According to the study, Europe's changing e-commerce landscape is contributing to this growth. Telecommunications infrastructure is being revolutionized by digital, cable and satellite services and Europe's leadership in mobile technology and interactive digital television will deepen, providing high-speed connections via the Web to mobile phones and other devices, the report declares.
At the same time, Internet access costs continue to fall, driven by deregulation and competition, with more Europeans than ever going online.

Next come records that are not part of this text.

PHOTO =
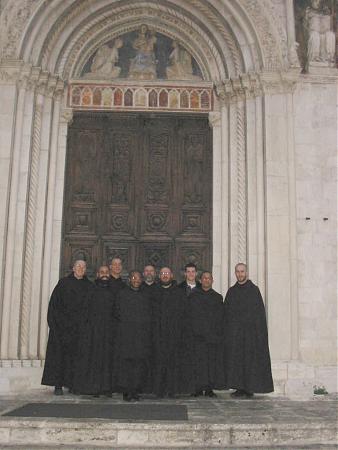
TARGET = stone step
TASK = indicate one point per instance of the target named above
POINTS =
(91, 434)
(81, 447)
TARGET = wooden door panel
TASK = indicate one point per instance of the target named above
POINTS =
(138, 186)
(159, 254)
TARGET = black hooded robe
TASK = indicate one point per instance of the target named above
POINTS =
(186, 288)
(66, 311)
(206, 316)
(116, 284)
(172, 360)
(96, 343)
(247, 356)
(131, 372)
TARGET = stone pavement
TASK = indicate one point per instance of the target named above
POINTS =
(265, 422)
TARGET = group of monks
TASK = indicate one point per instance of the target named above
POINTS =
(154, 336)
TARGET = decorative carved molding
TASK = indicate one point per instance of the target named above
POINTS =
(215, 119)
(124, 96)
(241, 181)
(30, 227)
(255, 85)
(123, 19)
(267, 26)
(13, 21)
(67, 115)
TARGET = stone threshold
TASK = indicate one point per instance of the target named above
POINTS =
(105, 434)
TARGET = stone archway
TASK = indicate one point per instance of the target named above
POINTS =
(242, 53)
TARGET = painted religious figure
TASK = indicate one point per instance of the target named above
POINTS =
(180, 64)
(143, 65)
(104, 62)
(321, 38)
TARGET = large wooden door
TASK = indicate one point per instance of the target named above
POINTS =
(138, 186)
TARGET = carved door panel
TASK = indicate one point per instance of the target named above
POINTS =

The study highlights some of Europe's more notable e-commerce users, including TotalFina, which is reportedly transforming oil industry standards for customer service and resource planning. By giving its refinery customers direct access to service and delivery systems, the company has generated 20 to 30 percent reductions in the cost of order management for itself and its customers.
Italy's Lloyd 1885 insurance company has used the Internet to penetrate new markets. After only seven months online, 22 percent of the company's total sales are via the Internet.
In the UK, Cable & Wireless Communications is rolling out the most advanced commercial e-commerce infrastructure in Europe, bringing consumers telephony, multi-channel interactive TV and high-speed Internet access from a single connection. In doing so, C&W has transformed itself into an interactive gateway provider.
Migrosbank of Switzerland uses a combination of multimedia kiosks, specially recruited staff and Internet marketing to increase its market reach by 60 percent in little over a year while maintaining a competitive cost base, the poll says.
The study also highlights several progressive initiatives from European governments to establish an environment, such as telecommunications deregulation, in which e-commerce can flourish.
"While progress has been made, there are some clouds on the horizon," O'Mahony adds. "European executives still have some significant preoccupations that are inhibiting them from moving quickly enough.
Fortune will favor the brave, those who act now to build their capabilities."
Some 85 percent of Europeans believe their companies lack the skills required to exploit e-commerce successfully, a concern shared by 90 percent of US executives.
A full 83 percent of European and 85 percent of US executives say their organizations do not have the corporate culture necessary to make the changes required to compete in the new electronic economy.
Johnson agrees the largest impediment to European use of online marketing is the corporate attitude, which traditionally is more conservative than the American approach, "...contrasted with the enthusiastic entrepreneurism that's going on here in North America, which is a very different cultural perspective."
The study further notes that as European companies come to grips with e-commerce, their perspectives are changing. Although traditional preoccupations with privacy and security remain, 68 percent of European executives see security issues as a barrier to the growth of e-commerce, while 60 percent have similar concerns about privacy, managerial issues are now seen as even bigger concerns as European companies become increasingly engaged in e-commerce.
Johnson points to Germany and France as lagging behind other European countries in adopting an aggressive e-commerce strategy. "They seem to be most reluctant to move forward. In Germany there are relatively high telecommunications costs. The Nordic countries have emphasized the use of the Internet."